Copyright © 2018 The Regents of the University of California; published by the University of California Press. Used by permission.

Abstract

During the allotment process (1887–1934), the United States established commissions and agencies nationwide to categorize Native American individuals as “full blood,” “mixed-blood,” or of any fractional part of African American ancestry, and determine who was (in)eligible for tribal enrollment and allotment. In Blood Will Tell, Katherine Ellinghaus sees this process as “troubling” and places its uneven practices at the core of the American settler colonial project (xv).

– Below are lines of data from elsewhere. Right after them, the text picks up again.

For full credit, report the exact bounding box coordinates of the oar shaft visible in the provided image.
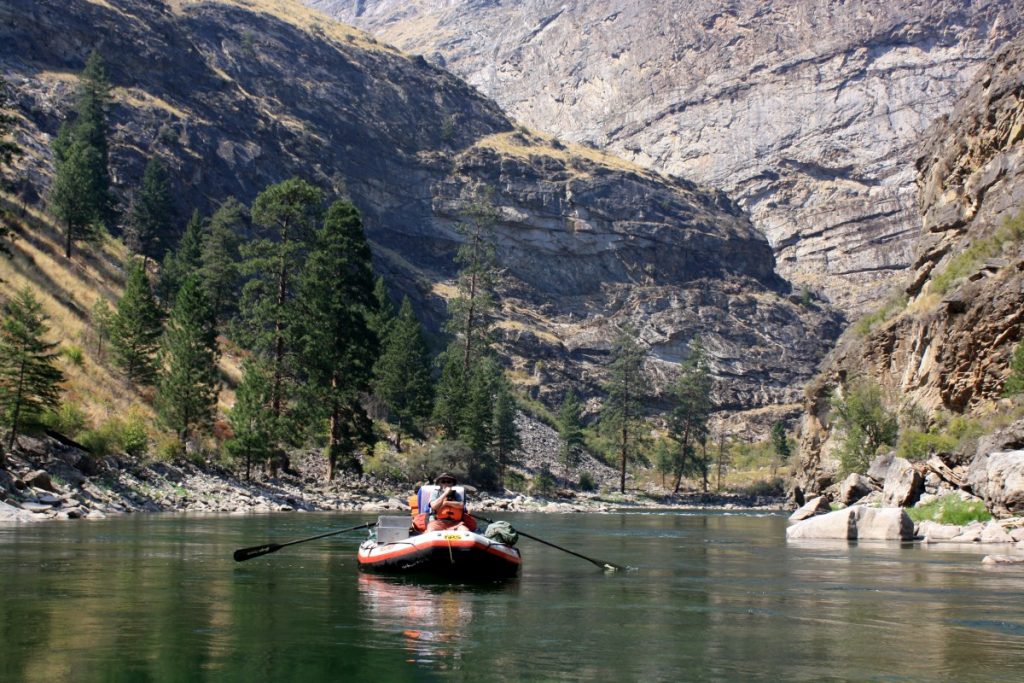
[234,522,377,562]
[474,515,626,571]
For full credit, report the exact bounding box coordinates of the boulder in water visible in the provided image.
[790,496,831,522]
[882,458,925,508]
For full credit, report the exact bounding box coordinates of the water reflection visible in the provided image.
[356,573,518,670]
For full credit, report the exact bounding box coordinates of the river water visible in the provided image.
[0,512,1024,683]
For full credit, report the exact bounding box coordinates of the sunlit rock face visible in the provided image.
[801,41,1024,492]
[0,0,840,411]
[304,0,1024,318]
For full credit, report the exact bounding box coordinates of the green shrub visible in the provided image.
[831,379,899,475]
[362,442,405,481]
[906,494,992,526]
[78,429,114,458]
[154,434,184,463]
[43,402,85,437]
[505,470,526,490]
[896,429,958,462]
[60,344,85,368]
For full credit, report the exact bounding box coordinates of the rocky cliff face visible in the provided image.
[304,0,1024,317]
[0,0,838,417]
[802,42,1024,492]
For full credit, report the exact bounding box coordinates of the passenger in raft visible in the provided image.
[421,473,476,531]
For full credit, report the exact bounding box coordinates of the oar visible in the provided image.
[472,512,627,571]
[234,522,377,562]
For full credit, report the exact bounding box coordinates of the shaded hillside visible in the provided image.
[0,0,838,417]
[802,38,1024,492]
[305,0,1024,317]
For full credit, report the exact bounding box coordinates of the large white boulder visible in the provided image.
[790,496,831,522]
[785,506,862,541]
[785,505,913,541]
[854,506,913,541]
[882,458,925,508]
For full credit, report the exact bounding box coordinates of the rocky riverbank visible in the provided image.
[0,437,784,522]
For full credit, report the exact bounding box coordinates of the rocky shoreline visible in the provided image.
[0,437,785,523]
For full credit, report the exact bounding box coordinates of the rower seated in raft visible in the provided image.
[413,473,476,533]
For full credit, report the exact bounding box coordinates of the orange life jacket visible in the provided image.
[434,501,466,522]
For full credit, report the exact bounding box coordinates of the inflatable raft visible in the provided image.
[358,516,522,579]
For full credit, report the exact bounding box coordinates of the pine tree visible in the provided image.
[241,178,324,464]
[225,360,280,481]
[771,420,793,476]
[669,337,714,494]
[111,261,163,384]
[374,296,432,451]
[601,328,647,494]
[0,76,22,167]
[156,274,220,449]
[434,187,499,437]
[558,390,584,481]
[128,157,174,266]
[299,201,378,480]
[368,278,395,344]
[492,375,522,487]
[0,288,63,454]
[200,197,249,323]
[49,51,114,258]
[89,297,114,358]
[0,77,22,256]
[158,209,209,306]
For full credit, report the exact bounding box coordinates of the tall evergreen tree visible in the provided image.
[492,374,522,486]
[225,359,281,481]
[156,274,220,449]
[0,77,22,256]
[558,389,584,481]
[128,157,175,266]
[241,178,324,464]
[200,197,249,323]
[601,328,647,494]
[49,51,114,258]
[0,76,22,167]
[0,288,63,450]
[374,296,433,451]
[368,278,395,344]
[157,209,209,306]
[771,420,793,476]
[669,337,714,494]
[111,261,163,384]
[299,201,378,480]
[434,187,500,437]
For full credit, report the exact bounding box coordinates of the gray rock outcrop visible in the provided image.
[304,0,1024,316]
[968,451,1024,517]
[0,0,841,410]
[798,41,1024,495]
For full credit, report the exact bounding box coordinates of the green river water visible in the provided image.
[0,513,1024,683]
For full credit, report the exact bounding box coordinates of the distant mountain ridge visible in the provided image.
[304,0,1024,317]
[0,0,839,428]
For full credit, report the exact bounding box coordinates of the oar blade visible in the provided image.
[234,543,283,562]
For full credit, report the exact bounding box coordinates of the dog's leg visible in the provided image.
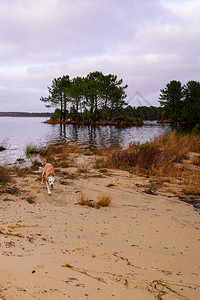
[46,181,51,195]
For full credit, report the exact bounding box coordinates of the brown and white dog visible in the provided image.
[41,163,55,195]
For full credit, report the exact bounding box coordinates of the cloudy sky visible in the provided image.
[0,0,200,112]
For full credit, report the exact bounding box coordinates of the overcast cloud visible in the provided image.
[0,0,200,112]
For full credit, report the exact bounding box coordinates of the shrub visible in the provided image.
[192,124,200,135]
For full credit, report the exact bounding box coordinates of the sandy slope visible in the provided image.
[0,157,200,300]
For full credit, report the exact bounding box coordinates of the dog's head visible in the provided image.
[48,176,55,189]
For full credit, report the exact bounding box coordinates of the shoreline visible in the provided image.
[44,119,145,127]
[0,152,200,300]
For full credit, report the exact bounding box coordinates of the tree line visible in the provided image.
[40,71,200,124]
[159,80,200,123]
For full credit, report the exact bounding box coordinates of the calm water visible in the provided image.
[0,117,170,164]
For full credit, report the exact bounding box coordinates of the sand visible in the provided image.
[0,155,200,300]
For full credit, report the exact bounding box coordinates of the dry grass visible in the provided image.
[0,166,11,185]
[182,170,200,196]
[107,132,200,176]
[97,195,112,207]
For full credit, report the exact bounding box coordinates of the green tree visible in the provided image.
[159,80,184,121]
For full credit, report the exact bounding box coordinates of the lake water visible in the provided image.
[0,117,170,164]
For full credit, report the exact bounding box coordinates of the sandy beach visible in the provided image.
[0,155,200,300]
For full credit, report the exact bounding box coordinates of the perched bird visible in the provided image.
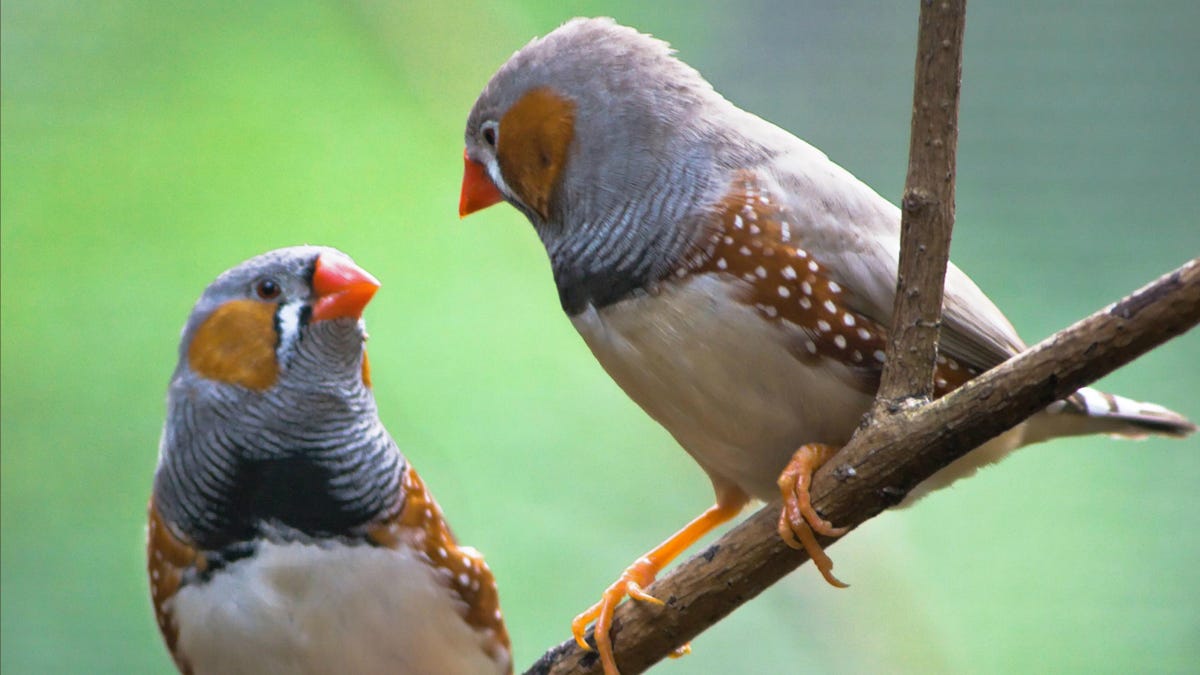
[146,246,511,675]
[458,19,1194,671]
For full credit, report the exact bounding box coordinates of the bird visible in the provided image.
[146,246,512,675]
[458,18,1195,673]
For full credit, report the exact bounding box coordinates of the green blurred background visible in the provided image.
[0,0,1200,673]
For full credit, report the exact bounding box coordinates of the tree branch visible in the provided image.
[527,258,1200,675]
[874,0,966,403]
[527,0,1200,675]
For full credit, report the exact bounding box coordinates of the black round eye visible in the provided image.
[254,279,283,300]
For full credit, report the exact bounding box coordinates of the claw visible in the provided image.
[779,443,850,589]
[571,489,749,675]
[571,557,662,675]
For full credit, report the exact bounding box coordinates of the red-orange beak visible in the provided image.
[312,253,379,321]
[458,150,504,217]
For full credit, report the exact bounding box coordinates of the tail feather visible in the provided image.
[1024,387,1196,444]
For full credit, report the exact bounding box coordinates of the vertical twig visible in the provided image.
[875,0,966,403]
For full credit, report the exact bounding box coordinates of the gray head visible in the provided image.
[460,18,768,313]
[155,246,401,546]
[466,18,724,224]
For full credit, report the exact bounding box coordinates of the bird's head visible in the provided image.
[458,19,727,239]
[175,246,379,394]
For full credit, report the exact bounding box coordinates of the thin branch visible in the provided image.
[874,0,966,401]
[527,258,1200,675]
[528,0,1200,674]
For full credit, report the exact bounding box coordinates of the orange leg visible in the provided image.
[779,443,848,589]
[571,490,749,675]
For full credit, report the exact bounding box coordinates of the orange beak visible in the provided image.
[458,150,504,217]
[312,253,379,321]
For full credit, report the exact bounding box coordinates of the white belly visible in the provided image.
[168,543,508,675]
[572,275,871,500]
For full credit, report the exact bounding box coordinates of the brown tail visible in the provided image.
[1024,387,1196,444]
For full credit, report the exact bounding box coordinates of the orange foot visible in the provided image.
[571,489,749,675]
[779,443,850,589]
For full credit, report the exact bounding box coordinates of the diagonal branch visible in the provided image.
[528,0,1200,674]
[527,257,1200,675]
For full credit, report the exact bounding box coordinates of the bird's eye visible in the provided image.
[254,279,283,300]
[480,120,497,148]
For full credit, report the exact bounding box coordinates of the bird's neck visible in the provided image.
[155,374,404,550]
[534,151,709,316]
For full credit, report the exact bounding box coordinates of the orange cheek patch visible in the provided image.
[187,300,280,392]
[496,88,575,219]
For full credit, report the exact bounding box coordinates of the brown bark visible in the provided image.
[527,0,1200,675]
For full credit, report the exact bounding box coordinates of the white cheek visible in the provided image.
[275,301,305,366]
[487,157,520,202]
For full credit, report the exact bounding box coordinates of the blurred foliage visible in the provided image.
[0,0,1200,673]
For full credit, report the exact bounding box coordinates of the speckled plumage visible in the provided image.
[460,19,1194,673]
[146,246,511,675]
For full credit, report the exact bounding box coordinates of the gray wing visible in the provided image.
[764,125,1025,370]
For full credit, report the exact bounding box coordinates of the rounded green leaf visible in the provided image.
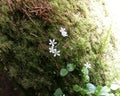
[82,67,89,75]
[67,64,75,72]
[84,75,90,82]
[54,88,63,96]
[86,83,96,94]
[60,68,68,77]
[73,84,81,92]
[100,86,110,95]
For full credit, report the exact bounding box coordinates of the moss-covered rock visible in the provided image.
[0,0,108,96]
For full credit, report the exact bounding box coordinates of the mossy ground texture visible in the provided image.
[0,0,118,96]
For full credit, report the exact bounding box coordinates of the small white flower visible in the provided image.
[54,49,60,57]
[49,46,55,53]
[85,62,91,68]
[49,39,57,46]
[110,84,120,90]
[105,93,115,96]
[59,27,68,37]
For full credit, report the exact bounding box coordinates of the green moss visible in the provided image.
[0,0,111,96]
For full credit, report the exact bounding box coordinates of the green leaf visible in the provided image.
[82,67,89,75]
[86,83,96,94]
[60,68,68,77]
[84,75,90,82]
[54,88,63,96]
[67,64,75,72]
[99,86,110,95]
[73,84,81,92]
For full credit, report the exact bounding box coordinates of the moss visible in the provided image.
[0,0,111,96]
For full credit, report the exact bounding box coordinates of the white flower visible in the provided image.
[110,84,120,90]
[59,27,68,37]
[85,62,91,68]
[54,49,60,57]
[49,46,55,53]
[105,93,115,96]
[49,39,57,46]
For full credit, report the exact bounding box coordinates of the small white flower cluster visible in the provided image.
[49,27,68,57]
[59,27,68,37]
[85,62,91,69]
[49,39,60,57]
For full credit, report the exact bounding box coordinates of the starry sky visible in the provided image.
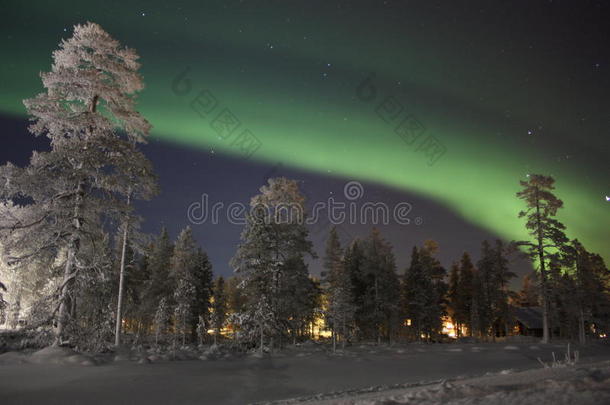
[0,0,610,275]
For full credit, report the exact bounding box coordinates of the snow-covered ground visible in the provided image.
[0,343,610,405]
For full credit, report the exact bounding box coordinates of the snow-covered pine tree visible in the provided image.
[140,228,174,325]
[0,23,154,344]
[189,247,214,338]
[362,228,400,343]
[231,177,314,348]
[515,174,568,343]
[212,276,227,344]
[325,227,356,352]
[169,226,200,345]
[174,273,195,346]
[153,297,171,346]
[0,281,7,325]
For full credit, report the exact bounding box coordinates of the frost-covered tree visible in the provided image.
[516,273,540,307]
[231,178,314,348]
[169,227,212,339]
[212,276,227,343]
[324,227,356,351]
[139,228,174,325]
[403,241,447,340]
[189,247,214,337]
[0,281,7,325]
[362,228,400,343]
[174,274,195,346]
[0,23,155,344]
[153,297,171,345]
[515,174,568,343]
[475,240,516,338]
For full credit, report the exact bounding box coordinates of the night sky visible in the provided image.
[0,1,610,275]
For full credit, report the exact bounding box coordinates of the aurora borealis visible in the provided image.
[0,1,610,272]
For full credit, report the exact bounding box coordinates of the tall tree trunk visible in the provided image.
[578,306,586,345]
[114,207,129,346]
[536,188,549,343]
[53,181,85,346]
[259,321,263,356]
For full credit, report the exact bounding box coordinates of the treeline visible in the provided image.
[0,23,610,350]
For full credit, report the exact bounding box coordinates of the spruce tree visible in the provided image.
[231,178,315,350]
[516,174,568,343]
[325,227,356,351]
[0,23,154,344]
[212,276,227,344]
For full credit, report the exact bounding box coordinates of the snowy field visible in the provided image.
[0,344,610,404]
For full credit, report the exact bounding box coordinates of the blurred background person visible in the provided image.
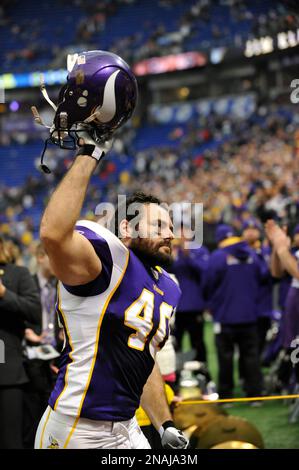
[206,224,262,398]
[24,243,63,449]
[266,220,299,392]
[242,218,274,356]
[171,228,209,363]
[0,235,41,449]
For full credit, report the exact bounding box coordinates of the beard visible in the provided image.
[129,238,173,270]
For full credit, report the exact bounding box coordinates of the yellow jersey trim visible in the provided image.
[63,250,130,449]
[54,283,74,411]
[39,408,52,449]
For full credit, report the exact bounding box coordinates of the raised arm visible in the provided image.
[266,220,299,279]
[40,132,110,285]
[270,248,284,278]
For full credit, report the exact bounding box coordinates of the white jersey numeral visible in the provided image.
[125,289,155,351]
[124,289,173,351]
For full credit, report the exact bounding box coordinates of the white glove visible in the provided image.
[159,421,189,449]
[76,124,113,162]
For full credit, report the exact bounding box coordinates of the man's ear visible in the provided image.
[119,219,132,238]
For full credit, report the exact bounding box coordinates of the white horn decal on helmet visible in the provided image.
[95,70,120,123]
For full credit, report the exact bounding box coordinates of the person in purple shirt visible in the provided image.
[171,235,209,362]
[206,224,263,398]
[242,218,275,354]
[266,220,299,384]
[35,128,188,449]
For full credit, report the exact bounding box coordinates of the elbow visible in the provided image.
[39,221,67,249]
[39,224,59,248]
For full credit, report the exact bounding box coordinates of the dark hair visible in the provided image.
[111,191,162,237]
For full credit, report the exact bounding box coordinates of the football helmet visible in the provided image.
[32,51,138,173]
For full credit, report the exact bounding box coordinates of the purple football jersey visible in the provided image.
[49,221,181,421]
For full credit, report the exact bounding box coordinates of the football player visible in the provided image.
[35,50,188,449]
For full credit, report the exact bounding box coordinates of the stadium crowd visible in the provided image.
[0,0,299,70]
[0,98,299,447]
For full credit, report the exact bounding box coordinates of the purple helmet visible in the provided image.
[51,51,137,143]
[32,51,137,173]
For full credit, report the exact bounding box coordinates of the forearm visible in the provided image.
[140,365,172,430]
[277,247,299,279]
[270,249,284,278]
[40,156,97,242]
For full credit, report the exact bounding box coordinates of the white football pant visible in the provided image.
[34,406,151,449]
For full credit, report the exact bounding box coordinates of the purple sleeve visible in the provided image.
[64,225,113,297]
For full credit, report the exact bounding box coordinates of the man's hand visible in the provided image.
[0,278,6,299]
[265,220,291,251]
[76,124,112,162]
[159,421,189,449]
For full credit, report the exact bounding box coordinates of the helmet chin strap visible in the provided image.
[40,74,57,112]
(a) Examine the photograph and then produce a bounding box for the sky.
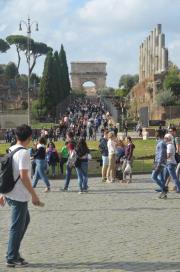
[0,0,180,87]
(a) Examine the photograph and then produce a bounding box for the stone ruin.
[139,24,168,82]
[130,24,168,126]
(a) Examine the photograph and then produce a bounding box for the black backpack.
[0,147,26,194]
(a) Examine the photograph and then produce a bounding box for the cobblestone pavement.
[0,176,180,272]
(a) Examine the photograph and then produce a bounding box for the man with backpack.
[99,130,109,182]
[0,125,42,267]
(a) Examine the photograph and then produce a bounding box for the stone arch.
[71,61,107,90]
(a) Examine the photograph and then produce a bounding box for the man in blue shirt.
[152,130,167,198]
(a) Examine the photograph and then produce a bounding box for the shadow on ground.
[29,262,180,272]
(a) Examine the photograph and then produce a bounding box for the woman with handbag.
[75,138,90,194]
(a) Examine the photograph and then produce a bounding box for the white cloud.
[0,0,180,86]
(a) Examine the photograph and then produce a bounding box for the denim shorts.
[102,156,109,166]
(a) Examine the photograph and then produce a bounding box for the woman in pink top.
[106,132,116,183]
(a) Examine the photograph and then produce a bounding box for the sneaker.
[6,258,28,268]
[159,192,167,199]
[44,187,51,193]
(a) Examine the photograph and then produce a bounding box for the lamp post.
[19,16,39,126]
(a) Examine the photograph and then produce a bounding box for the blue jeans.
[49,163,56,177]
[152,166,166,192]
[76,161,88,192]
[64,164,72,189]
[32,160,50,188]
[6,198,30,261]
[165,163,180,192]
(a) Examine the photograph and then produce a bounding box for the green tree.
[163,65,180,96]
[27,41,52,74]
[6,35,52,74]
[5,62,18,79]
[119,74,139,93]
[59,45,71,98]
[156,89,176,107]
[0,39,10,53]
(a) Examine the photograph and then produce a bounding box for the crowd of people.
[0,96,180,267]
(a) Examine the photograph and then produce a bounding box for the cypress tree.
[39,52,56,116]
[54,51,63,103]
[59,45,71,98]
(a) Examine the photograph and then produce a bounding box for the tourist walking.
[106,131,117,183]
[63,131,76,191]
[46,142,59,178]
[32,137,50,193]
[164,134,180,193]
[152,130,167,198]
[60,142,69,175]
[122,136,135,183]
[99,130,109,182]
[0,125,41,267]
[75,138,89,194]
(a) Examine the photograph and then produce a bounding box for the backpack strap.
[10,146,27,183]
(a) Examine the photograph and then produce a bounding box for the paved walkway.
[0,176,180,272]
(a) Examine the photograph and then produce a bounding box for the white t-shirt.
[6,144,31,202]
[167,143,176,164]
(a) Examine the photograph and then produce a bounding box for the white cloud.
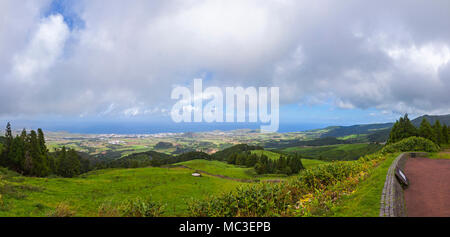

Although the discourse of blood was almost never explicitly propounded as a deliberate and clear policy of the U.S. government, explains Ellinghaus, its implications diminished the number of Indigenous peoples, revoked official recognition, nullified tribal land rights, and made their lands more accessible for settlers. The ways government employees used blood quantum in the records, Ellinghaus contends, had little to do with Indigenous ideas of identity, kinship, and tribal membership. Drawn from extensive archival resources, university libraries, and government records, Ellinghaus takes on the colonial tropes of Indian “authenticity” and disempowers a much larger and insidious technique in the U.S. settler colonial story. It is precisely this goal that Blood Will Tell intends to render hypervisible by bringing forth a nuanced reading of the archives to explain this deleterious feature of settler colonialism.